Enhanced Athleten mit Pre-Workout Insulin. SSTR hat es im Thread angesprochen, und es ist ein wichtiger Punkt. Wer vor dem Training kurzwirkendes Insulin spritzt, muss Kohlenhydrate zuführen. Das ist keine Frage von Optimierung, sondern von Sicherheit. Eine Hypoglykämie im Gym ist lebensbedrohlich. Aber das betrifft eine winzige Minderheit.
Für alle anderen gilt das, was NAC sagt. Und was die Studien bestätigen. Und was die Gurus empfehlen. Wasser reicht.

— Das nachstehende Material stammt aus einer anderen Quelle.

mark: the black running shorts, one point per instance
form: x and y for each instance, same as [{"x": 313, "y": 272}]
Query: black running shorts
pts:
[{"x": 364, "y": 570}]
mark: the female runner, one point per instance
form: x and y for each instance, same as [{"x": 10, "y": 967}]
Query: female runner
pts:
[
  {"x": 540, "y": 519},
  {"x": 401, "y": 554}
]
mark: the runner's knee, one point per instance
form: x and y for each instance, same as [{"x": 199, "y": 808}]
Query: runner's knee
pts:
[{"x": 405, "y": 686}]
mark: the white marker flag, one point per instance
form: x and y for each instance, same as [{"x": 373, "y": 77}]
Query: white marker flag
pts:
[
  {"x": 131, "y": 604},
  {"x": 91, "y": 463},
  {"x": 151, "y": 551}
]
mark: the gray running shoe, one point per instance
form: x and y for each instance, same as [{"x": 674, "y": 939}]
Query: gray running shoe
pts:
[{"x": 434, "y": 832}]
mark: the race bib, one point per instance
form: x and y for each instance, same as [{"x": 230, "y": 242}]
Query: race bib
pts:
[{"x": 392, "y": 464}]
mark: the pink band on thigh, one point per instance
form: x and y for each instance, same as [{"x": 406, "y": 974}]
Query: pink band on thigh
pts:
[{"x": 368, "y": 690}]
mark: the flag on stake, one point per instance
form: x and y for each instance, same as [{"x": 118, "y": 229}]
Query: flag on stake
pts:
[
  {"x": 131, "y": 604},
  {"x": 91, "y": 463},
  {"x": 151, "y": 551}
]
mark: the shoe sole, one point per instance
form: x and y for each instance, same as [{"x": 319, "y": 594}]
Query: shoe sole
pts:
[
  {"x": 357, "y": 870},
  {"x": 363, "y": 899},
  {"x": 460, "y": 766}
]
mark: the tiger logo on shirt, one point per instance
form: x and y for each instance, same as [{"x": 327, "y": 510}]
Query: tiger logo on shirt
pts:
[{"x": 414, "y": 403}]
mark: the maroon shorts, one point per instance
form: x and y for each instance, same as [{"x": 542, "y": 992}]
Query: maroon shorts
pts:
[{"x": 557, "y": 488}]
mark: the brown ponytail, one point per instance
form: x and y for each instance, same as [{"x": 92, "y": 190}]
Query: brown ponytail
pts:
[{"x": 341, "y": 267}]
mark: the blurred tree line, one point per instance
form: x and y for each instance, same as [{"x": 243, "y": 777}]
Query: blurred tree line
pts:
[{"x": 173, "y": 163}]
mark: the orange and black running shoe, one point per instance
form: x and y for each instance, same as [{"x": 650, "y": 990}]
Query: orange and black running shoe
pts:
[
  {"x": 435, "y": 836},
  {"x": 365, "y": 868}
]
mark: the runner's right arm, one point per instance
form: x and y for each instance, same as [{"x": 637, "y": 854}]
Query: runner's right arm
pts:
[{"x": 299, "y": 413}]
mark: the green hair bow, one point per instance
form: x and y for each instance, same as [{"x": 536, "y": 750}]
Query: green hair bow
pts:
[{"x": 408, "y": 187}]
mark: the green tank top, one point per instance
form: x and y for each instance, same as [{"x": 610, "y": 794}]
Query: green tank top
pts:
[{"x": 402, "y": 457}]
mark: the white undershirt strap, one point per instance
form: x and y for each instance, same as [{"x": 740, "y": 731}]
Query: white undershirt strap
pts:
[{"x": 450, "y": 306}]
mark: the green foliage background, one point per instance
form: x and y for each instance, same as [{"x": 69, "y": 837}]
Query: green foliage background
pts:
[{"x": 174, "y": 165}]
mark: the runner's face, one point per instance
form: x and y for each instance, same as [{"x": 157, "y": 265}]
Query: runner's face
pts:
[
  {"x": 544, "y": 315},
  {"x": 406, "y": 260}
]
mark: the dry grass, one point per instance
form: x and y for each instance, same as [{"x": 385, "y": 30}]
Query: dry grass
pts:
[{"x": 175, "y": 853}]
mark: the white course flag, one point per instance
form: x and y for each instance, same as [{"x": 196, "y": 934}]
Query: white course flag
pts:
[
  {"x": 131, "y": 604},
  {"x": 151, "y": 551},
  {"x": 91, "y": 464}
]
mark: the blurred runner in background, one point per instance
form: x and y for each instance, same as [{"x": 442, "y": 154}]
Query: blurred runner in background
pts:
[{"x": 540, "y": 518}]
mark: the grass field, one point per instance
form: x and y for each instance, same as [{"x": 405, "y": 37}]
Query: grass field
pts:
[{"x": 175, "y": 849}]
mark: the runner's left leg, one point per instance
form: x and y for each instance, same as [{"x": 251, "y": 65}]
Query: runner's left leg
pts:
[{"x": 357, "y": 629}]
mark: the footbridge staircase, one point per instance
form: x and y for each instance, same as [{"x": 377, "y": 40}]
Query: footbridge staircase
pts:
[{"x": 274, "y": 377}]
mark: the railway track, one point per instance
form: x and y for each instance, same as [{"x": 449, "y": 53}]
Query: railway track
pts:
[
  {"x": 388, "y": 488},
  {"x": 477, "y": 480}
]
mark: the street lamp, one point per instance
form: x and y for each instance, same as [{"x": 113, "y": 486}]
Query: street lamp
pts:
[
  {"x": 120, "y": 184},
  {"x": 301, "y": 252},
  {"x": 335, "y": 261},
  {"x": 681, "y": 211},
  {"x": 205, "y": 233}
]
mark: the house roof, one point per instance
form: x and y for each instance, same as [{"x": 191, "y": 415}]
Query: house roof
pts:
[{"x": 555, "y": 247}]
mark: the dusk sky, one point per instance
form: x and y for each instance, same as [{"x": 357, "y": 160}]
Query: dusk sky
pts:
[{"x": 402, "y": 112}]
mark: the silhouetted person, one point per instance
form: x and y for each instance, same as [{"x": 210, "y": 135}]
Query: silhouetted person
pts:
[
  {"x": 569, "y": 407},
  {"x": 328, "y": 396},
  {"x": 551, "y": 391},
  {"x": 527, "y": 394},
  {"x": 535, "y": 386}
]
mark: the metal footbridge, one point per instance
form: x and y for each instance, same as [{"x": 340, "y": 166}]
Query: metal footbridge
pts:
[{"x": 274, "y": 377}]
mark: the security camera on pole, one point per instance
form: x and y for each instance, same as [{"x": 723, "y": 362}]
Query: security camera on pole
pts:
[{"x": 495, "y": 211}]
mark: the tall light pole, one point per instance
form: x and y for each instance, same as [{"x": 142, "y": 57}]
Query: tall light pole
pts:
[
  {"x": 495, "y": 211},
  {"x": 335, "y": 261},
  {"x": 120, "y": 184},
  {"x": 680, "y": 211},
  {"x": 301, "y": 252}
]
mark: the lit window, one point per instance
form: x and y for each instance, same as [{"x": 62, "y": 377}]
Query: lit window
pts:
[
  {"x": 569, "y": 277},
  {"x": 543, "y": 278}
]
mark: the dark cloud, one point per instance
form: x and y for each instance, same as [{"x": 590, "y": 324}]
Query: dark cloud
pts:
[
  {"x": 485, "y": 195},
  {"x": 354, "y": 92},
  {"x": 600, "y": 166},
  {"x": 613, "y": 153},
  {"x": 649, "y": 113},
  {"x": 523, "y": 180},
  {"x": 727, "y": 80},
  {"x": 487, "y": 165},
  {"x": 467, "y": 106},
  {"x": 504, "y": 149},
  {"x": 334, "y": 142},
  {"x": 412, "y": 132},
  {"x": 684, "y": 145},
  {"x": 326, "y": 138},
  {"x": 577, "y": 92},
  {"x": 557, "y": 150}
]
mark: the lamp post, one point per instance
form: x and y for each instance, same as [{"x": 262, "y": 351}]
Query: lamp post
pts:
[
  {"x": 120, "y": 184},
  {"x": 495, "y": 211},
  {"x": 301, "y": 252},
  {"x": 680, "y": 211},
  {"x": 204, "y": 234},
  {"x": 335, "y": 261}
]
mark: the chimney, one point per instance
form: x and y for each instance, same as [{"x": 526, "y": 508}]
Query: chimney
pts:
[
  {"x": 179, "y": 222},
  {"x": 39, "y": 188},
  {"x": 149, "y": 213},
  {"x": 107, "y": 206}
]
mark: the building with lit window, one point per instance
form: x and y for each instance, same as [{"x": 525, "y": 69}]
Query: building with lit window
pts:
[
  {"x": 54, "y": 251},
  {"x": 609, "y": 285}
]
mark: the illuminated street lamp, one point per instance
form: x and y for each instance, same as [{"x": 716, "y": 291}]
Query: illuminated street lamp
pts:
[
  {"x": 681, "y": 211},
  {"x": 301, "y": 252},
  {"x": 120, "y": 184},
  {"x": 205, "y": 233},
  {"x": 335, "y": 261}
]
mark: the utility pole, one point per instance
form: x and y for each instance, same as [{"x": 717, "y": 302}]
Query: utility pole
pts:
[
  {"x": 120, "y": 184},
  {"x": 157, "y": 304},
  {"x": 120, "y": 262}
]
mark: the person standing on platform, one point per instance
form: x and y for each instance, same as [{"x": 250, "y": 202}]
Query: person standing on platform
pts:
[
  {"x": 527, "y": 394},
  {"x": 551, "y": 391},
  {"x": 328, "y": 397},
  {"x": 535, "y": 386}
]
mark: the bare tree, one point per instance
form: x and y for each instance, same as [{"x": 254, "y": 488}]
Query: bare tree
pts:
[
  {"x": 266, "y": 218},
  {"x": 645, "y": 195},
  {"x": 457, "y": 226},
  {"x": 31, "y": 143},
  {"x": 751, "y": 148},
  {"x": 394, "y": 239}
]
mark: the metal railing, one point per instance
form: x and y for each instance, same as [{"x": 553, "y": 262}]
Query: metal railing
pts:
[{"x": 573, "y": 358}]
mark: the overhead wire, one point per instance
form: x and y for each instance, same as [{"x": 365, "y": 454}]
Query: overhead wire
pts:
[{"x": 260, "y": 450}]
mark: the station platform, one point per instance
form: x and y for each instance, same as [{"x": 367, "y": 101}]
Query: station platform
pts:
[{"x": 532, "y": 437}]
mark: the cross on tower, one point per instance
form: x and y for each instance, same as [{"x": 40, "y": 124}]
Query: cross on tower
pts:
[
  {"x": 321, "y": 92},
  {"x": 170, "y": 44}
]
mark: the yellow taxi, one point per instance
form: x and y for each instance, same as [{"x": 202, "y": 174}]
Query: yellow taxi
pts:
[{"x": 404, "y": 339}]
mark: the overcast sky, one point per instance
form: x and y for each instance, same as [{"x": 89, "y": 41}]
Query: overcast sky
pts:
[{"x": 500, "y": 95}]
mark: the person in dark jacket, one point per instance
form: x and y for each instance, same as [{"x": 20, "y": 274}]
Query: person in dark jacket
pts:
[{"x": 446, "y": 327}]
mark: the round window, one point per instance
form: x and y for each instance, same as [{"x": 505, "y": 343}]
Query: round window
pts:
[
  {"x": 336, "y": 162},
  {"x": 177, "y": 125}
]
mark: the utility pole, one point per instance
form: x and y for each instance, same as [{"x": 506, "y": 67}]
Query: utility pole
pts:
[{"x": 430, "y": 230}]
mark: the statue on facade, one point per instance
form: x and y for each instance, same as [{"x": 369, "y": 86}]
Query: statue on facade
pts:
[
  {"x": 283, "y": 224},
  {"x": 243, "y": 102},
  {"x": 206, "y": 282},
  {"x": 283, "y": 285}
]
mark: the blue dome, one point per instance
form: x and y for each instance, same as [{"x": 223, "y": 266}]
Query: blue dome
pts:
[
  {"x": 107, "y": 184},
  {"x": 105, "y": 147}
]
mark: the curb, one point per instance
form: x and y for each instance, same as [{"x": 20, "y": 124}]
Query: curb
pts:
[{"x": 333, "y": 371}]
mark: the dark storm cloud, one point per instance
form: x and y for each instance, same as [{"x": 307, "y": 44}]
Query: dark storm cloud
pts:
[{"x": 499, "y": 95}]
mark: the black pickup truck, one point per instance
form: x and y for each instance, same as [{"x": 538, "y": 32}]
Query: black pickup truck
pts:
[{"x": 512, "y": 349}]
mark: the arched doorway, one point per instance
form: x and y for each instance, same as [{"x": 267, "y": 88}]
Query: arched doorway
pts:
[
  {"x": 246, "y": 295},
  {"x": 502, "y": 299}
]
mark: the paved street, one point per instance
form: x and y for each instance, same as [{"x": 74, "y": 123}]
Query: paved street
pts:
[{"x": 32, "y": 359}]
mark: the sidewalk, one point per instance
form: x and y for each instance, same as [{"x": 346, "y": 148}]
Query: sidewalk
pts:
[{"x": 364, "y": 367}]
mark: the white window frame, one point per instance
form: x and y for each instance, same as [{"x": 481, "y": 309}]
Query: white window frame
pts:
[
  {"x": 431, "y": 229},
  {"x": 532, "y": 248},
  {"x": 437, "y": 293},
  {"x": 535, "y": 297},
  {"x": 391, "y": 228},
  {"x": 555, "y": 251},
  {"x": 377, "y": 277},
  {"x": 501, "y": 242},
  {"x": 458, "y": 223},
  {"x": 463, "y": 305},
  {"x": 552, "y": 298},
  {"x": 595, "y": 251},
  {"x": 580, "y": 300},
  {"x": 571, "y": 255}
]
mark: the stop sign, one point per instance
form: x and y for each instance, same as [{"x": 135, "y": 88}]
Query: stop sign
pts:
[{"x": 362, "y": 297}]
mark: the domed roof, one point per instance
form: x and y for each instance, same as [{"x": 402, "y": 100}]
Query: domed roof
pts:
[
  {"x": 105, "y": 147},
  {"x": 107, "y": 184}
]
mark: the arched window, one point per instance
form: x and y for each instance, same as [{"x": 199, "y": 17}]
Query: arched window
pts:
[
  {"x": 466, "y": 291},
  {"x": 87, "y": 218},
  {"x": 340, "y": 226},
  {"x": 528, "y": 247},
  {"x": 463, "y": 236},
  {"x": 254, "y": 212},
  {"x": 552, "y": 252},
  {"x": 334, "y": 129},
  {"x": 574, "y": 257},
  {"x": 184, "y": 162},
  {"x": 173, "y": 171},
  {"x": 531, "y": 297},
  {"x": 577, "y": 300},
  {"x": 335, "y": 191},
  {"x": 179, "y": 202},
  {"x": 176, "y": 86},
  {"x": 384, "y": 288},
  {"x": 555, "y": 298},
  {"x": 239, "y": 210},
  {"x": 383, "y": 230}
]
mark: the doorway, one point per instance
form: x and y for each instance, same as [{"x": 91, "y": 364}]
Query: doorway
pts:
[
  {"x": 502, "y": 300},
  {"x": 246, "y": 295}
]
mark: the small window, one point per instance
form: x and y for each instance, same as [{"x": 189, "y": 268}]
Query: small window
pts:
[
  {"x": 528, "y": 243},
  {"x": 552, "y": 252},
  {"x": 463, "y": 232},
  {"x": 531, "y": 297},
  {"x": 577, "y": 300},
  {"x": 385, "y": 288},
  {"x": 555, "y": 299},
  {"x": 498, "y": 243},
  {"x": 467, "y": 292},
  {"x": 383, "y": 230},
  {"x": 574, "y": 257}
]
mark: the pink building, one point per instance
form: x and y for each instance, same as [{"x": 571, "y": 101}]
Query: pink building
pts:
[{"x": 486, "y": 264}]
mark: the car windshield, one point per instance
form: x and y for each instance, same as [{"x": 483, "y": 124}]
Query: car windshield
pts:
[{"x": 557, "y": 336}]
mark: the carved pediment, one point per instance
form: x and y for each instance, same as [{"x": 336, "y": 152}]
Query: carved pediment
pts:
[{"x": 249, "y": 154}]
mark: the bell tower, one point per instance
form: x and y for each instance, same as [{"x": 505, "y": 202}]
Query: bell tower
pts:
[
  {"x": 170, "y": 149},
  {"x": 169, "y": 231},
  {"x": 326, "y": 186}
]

Brauchst du Intra-Workout Carbs?
4 Fragen, ehrliche Antwort.
Die versöhnliche Wahrheit

NAC hat mit seiner Kernaussage recht. Für die überwältigende Mehrheit aller Kraftsportler sind Intra-Workout Carbs unnötig. Die Studienlage ist da eindeutig, die Erfahrungswerte aus der Community decken sich damit, und selbst die Guru-Positionen weisen in dieselbe Richtung. Wer 45 bis 60 Minuten trainiert, vorher normal gegessen hat und nicht mit exogenem Insulin arbeitet, verbrennt mit Intra-Carbs vor allem Geld.
Was mich an der Debatte aber stört, ist die Absolutheit. “Sinnlosester Trend” klingt gut als Thread-Titel, wird der Sache aber nicht ganz gerecht. Es gibt eben die 10 Prozent, für die Intra-Carbs situativ Sinn machen. Der 105-Kilo-Athlet, der 2 Stunden trainiert und 800 Gramm Carbs am Tag unterbringen muss. Der Natural, der morgens um 5:30 nüchtern trainiert, weil der Alltag nichts anderes zulässt. Der Wettkampf-Bodybuilder in der Diät mit 150 Gramm Carbs am Tag, der jedes Gramm strategisch platzieren will.
Für alle anderen? Spar dir das Geld. Trink Wasser. Iss 90 Minuten vor dem Training eine ordentliche Mahlzeit mit ausreichend Protein und Kohlenhydraten. Und wenn du trotzdem das Gefühl brauchst, etwas Besonderes im Shaker zu haben: Eine Banane kostet 20 Cent, enthält 25 Gramm Carbs, Kalium obendrauf, und ist in der Sporttasche deutlich weniger peinlich als ein neongrüner Intra-Workout-Drink mit dem Gesicht eines Influencers drauf.
SSTR hat es ja selbst gesagt: Er vergisst seinen Intra-Drink manchmal und merkt keinen Unterschied. Wenn das kein Beweis ist, dass die meisten von uns den Shake nicht brauchen, dann weiß ich auch nicht.
Dein Geld, dein Training. Aber mach dir halt nichts vor.